In Brady defendant was able to avoid the possibility of the death penalty by pleading guilty. The Court said:
But we cannot hold that it is unconstitutional for the State to extend a benefit to a defendant who in turn extends a substantial benefit to the State and who demonstrates by his plea that he is ready and willing to admit his crime and to enter the correctional system in a frame of mind that affords hope for success in rehabilitation over a shorter period of time than might otherwise be necessary. [397 U.S. at 753] [90 S.Ct. at 1471]
The U.S. Supreme Court went on to indicate that once a determination is made that a plea of guilty was voluntarily entered, with the full understanding of its consequences, it is not invalid merely because it was entered to avoid the possibility of the death penalty. Ibid.
*528Subsequently, in Gregg v. Georgia, 428 U.S. 153, 96 S.Ct. 2909, 49 L.Ed.2d 859 (1976), the Court stated:
Nothing in any of our cases suggests that the decision to afford an individual defendant mercy violates the Constitution. Furman held only that, in order to minimize the risk that the death penalty would be imposed on a capriciously selected group of offenders, the decision to impose it had to be guided by standards so that the sentencing authority would focus on the particularized circumstances of the crime and the defendant, [at 199]
The Court in Gregg concluded that there must be standards to guide the court or jury that would decide whether to impose the death penalty. Once those standards are in place and can pass constitutional muster, it is permissible to allow defendants to avoid that potential by pleading guilty.
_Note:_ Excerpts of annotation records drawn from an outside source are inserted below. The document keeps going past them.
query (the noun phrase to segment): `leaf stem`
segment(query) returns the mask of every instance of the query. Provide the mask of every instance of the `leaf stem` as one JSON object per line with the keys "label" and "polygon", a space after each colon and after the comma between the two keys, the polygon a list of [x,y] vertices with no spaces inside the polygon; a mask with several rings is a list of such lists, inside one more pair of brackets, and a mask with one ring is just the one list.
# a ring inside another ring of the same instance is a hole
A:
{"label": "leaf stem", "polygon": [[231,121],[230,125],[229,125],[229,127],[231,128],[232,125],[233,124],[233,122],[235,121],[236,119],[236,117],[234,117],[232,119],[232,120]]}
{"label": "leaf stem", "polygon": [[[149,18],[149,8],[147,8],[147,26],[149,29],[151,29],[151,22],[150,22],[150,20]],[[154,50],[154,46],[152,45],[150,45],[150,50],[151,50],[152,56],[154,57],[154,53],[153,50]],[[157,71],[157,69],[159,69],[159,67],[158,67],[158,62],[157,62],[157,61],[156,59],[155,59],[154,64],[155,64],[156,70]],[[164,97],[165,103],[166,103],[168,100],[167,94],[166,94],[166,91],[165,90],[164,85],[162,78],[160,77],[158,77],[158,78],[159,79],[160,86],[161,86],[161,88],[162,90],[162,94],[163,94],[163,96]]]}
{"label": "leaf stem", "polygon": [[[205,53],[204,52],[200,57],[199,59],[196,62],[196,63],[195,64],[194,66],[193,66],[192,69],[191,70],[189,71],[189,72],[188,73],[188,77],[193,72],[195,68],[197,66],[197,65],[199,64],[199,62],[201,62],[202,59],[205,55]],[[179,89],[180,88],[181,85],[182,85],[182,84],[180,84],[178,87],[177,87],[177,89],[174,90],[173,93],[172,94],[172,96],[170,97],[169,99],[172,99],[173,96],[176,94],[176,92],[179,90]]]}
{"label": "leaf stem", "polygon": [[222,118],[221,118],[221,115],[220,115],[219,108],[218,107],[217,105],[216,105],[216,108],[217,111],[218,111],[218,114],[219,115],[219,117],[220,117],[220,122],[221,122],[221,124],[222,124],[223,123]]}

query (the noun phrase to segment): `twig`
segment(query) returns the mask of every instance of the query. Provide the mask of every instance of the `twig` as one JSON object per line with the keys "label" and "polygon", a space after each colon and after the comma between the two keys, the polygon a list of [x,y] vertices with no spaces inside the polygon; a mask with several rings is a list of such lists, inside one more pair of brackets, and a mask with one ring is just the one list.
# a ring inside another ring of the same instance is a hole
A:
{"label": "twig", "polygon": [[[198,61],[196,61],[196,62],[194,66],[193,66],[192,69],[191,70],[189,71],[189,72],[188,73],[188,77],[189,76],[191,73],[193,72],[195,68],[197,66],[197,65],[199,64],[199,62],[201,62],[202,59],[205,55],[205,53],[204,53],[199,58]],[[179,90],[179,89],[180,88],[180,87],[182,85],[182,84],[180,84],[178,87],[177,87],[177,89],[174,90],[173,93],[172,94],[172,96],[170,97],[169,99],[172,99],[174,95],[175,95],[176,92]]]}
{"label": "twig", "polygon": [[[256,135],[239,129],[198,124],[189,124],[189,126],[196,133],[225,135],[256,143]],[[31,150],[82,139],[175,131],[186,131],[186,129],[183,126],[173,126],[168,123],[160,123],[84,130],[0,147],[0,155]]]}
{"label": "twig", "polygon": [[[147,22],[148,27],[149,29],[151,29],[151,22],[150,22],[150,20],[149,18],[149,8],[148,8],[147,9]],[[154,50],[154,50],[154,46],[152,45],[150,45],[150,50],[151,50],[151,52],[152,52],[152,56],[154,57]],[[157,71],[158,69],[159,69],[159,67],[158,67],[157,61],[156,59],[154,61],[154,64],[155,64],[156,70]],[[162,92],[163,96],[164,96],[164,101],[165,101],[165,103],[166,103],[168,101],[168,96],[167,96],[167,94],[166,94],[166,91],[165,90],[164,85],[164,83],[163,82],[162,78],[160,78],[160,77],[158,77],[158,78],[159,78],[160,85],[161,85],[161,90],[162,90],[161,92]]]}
It would appear that plea negotiations and agreements are constitutionally sound and judicially desirable in the State of New Jersey. State v. Thomas, 61 N.J. 314, 321 (1972); R. 3:9-3. The wisdom and social desirability of plea negotiations and plea agreements are now firmly established and accepted, especially in this age of ever-growing criminal dockets and backlogs.
The New Jersey Supreme Court apparently anticipated plea negotiations in capital cases and provided “When the defendant is charged with a crime punishable by death, no factual basis shall be required from the defendant before entry of a plea of guilty to a capital offense or to a lesser included offense____” R. 3:9-2; emphasis supplied.
The defendant, in this case, has voluntarily entered pleas of guilty to the charges in question. It is obvious that among the numerous reasons the defendant had for pleading guilty, was the avoidance of the possibility of the death penalty. This court is satisfied that a plea agreement which provides for the avoidance of the death penalty as a condition of a guilty plea, voluntarily and freely entered into, is constitutionally permissible and desirable, especially where there is a legislative standard which the defendant must satisfy in order for the guilty plea to be accepted.